8 ways to prevent identity theft

Here are eight concrete steps you can take to help protect yourself from identity theft:

Shred unneeded sensitive documents.
Securely store all documents that contain personal information.
Put a lock on your phone.
Use different, complex passwords for each online account.
Don’t unnecessarily provide personal information.
Use security questions with answers that aren’t easily searchable or easy to guess.
Take advantage of credit monitoring and identity monitoring.
Consider a pre-emptive credit freeze.

Where to get help if an ID thief uses your Social Security number

If you are a victim of identity theft, the burden of proof falls on you. But there are options to get you on the path to recovery. The FTC, for example, has a website dedicated to helping victims of identity theft. You can use that site to report the crime and get started on a recovery plan. It’s also a good idea to file a complaint with the FBI’s Internet Crime Complaint Center, which would alert local authorities. Consider keeping a copy of the police report on you to help prevent accidental arrest in the event that the thief committed other crimes using your name (though, in that case, you may also have to hire a criminal defense lawyer).

You should also contact the IRS to prevent or flag tax-related identity theft, as well as the companies where you know fraud occurred.
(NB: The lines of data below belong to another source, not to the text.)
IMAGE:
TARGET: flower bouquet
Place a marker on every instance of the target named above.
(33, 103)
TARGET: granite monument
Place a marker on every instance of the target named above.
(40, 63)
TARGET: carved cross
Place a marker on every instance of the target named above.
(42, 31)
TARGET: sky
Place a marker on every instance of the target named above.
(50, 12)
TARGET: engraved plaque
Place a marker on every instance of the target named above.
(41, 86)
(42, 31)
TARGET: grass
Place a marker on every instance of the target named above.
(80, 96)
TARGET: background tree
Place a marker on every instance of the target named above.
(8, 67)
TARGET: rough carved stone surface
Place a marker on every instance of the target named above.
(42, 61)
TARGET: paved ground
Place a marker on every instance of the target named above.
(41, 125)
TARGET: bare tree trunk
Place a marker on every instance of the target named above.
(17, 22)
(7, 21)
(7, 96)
Some credit card companies will even create a trigger so that the police are contacted the next time the credit card is used. Changing account passwords, or even closing accounts, can also aid in damage control.

Other useful tools and steps include:

Fraud alerts

You have the right to ask the credit bureaus — Experian, Equifax and TransUnion — to set up a fraud alert, which can help you pinpoint any additional actions taken by the person who took your identity. Once the alert is set up, no one can open a new account in your name without taking extra steps to verify their identity. For example, if you provide a phone number, potential lenders must make a reasonable effort to call you for verification. The alert, which lasts for one year, also entitles you to a free copy of your credit report from each bureau.
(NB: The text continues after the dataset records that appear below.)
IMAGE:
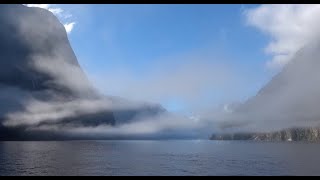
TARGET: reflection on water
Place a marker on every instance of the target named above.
(158, 158)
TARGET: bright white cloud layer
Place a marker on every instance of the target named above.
(59, 13)
(291, 27)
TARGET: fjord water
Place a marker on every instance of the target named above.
(174, 157)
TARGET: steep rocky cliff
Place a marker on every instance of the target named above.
(42, 83)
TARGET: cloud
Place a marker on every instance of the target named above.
(291, 27)
(69, 26)
(63, 16)
(190, 78)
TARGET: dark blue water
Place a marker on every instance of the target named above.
(158, 158)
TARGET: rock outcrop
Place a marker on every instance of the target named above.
(41, 81)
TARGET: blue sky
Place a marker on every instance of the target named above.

ID theft and credit monitoring

Although these tools are meant to help prevent identity theft, they can also prove useful after you’ve had your identity stolen. An ID theft or credit-monitoring service will alert you to any changes to your accounts or information. This could help if someone tried to change your address or apply for a loan.

Credit freeze

If you aren’t planning on opening any new credit accounts in the near future, a credit freeze could be a good option. A freeze puts a full stop on all new accounts, thereby protecting you from additional financial harm. However, this would not prevent an identity thief from accessing your existing accounts.

Credit lock

Similar to a credit freeze, a credit lock prevents anyone from opening new accounts in your name, except you can easily turn it on and off at will. To enroll, you need to sign up with at least one of the three credit bureaus.

Active duty alerts

Members of the military can access a 12-month active duty alert, which, similar to a fraud alert, requires lenders to make a reasonable effort to verify the identity of anyone making credit-related requests in your name. It also removes your name from the credit bureaus’ pre-screening marketing lists for credit and insurance offers for the next two years.

Get a new Social Security number

If, after everything, you still can’t get the identity thief to stop using your information, you can request that the Social Security Administration issue you a new number. However, it’s important to keep in mind that this may not solve all of your identity-theft related problems, since credit bureaus may still have your old information on file. Victims who don’t also change their name and address will likely find less relief.

Prevention is always the best policy. And if someone uses your Social Security number to steal your identity, the complications can add up quickly. That’s why it’s vital to take the time to protect your personal information, especially your Social Security number. It’s a little bit of effort that can make a big difference down the line.